5 Foods to Fight Depression

As a byproduct of aging, there are a range of challenges we face in our lives. There is a lack of mobility, a loss of independence, and a loss of loved ones. The realities of aging can be physically and emotionally cruel. But you can combat the depression that often comes with aging by sticking to a healthy diet.

Physicans say that older adults need to be extra vigilant when it comes to risk factors associated with depression. Depression is more common with those seniors with illnesses. According to the Centers for Disease Control and Prevention, 80% of seniors have at least one chronic condition. 50% have two or more conditions.


If you are experiencing feelings of sadness or anxiety that last for several weeks, you’ll may be feeling these other symptoms as well:

  • Hopelessness
  • Guilt
  • Irritability
  • Insomnia
  • Loss of interest in normal activities
  • Thoughts of suicide
  • Fatigue

“If you notice these changes in your loved one, pay attention to their behavior. Most often than not, their symptoms can get worse. You can serve as their support system and encourage them to seek a medical professional,” said Andy Cruz, Pride PHC vice president.


While medication is a trusted solution to depression, there are specific foods that can help the body. It’s proven that certain foods have a direct effect on mood-boosting chemicals in the brain. We have come up with a list of foods known to reduce inflammation in the brain which we know to be a marker for symptoms of depression.
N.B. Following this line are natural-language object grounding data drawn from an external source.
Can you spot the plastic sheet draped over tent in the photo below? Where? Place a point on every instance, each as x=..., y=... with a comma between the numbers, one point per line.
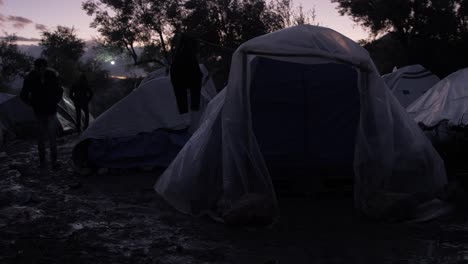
x=222, y=161
x=410, y=82
x=447, y=100
x=144, y=129
x=18, y=120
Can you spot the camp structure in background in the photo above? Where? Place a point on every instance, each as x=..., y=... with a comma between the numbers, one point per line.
x=143, y=130
x=410, y=82
x=17, y=119
x=447, y=100
x=305, y=98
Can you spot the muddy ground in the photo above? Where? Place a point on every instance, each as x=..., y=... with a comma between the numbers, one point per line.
x=59, y=217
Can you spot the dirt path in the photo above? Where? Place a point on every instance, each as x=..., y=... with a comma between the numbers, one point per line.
x=58, y=217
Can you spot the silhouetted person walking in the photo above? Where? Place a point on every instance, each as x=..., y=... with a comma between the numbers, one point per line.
x=81, y=95
x=42, y=91
x=186, y=74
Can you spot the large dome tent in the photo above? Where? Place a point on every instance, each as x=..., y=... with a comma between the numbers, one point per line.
x=231, y=153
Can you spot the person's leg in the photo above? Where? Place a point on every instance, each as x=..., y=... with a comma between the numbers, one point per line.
x=86, y=112
x=41, y=138
x=78, y=117
x=52, y=135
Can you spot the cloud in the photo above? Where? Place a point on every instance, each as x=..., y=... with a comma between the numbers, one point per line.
x=24, y=39
x=18, y=21
x=40, y=27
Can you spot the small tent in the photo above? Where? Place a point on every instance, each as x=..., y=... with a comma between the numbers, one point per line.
x=17, y=118
x=410, y=82
x=144, y=129
x=447, y=100
x=308, y=97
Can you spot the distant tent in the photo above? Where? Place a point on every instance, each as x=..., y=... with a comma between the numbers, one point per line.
x=17, y=118
x=410, y=82
x=144, y=129
x=447, y=100
x=304, y=97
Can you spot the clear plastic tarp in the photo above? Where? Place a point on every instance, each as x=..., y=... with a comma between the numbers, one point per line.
x=447, y=100
x=410, y=82
x=222, y=162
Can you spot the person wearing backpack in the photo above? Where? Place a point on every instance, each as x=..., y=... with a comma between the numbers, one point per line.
x=42, y=91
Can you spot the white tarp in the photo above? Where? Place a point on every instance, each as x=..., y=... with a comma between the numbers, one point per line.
x=222, y=162
x=410, y=82
x=148, y=108
x=447, y=100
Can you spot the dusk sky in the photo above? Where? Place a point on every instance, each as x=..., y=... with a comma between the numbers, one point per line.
x=26, y=18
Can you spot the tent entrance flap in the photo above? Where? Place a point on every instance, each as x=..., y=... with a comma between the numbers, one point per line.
x=305, y=116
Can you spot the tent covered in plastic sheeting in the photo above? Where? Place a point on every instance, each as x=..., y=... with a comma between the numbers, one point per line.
x=447, y=100
x=18, y=120
x=279, y=116
x=410, y=82
x=144, y=129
  1. Leafy green: Broccoli, kale, spinach or Swiss chard are all nutrient-dense foods. They even have immune-boosting nutrients and can help attack precancerous cells in the body.
  2. Fish: Salmon, mackerel, tuna (not canned) and sardines are great sources of Omega-3 fatty acids.  One study found that there was a positive correlation between an increase in fish intake and its effects on depression or bipolar disorders.
  3. Nuts or seeds: Almonds, walnuts, chia seeds and flax seeds are also great sources of Omega-3 fatty acids.
  4. Whole grains: Oatmeal or brown rice are two good sources of fiber. Research has repeatedly shown that high-fiber diets help lower inflammation. Studies have shown that people who eat fiber have lower c-reactive protein (CRP) levels in their blood. CRP is linked to diseases like arthritis or diabetes.
  5. Beans: Kidney beans, black beans or pinto beans are some examples. They are not only high in fiber but vitamins and minerals.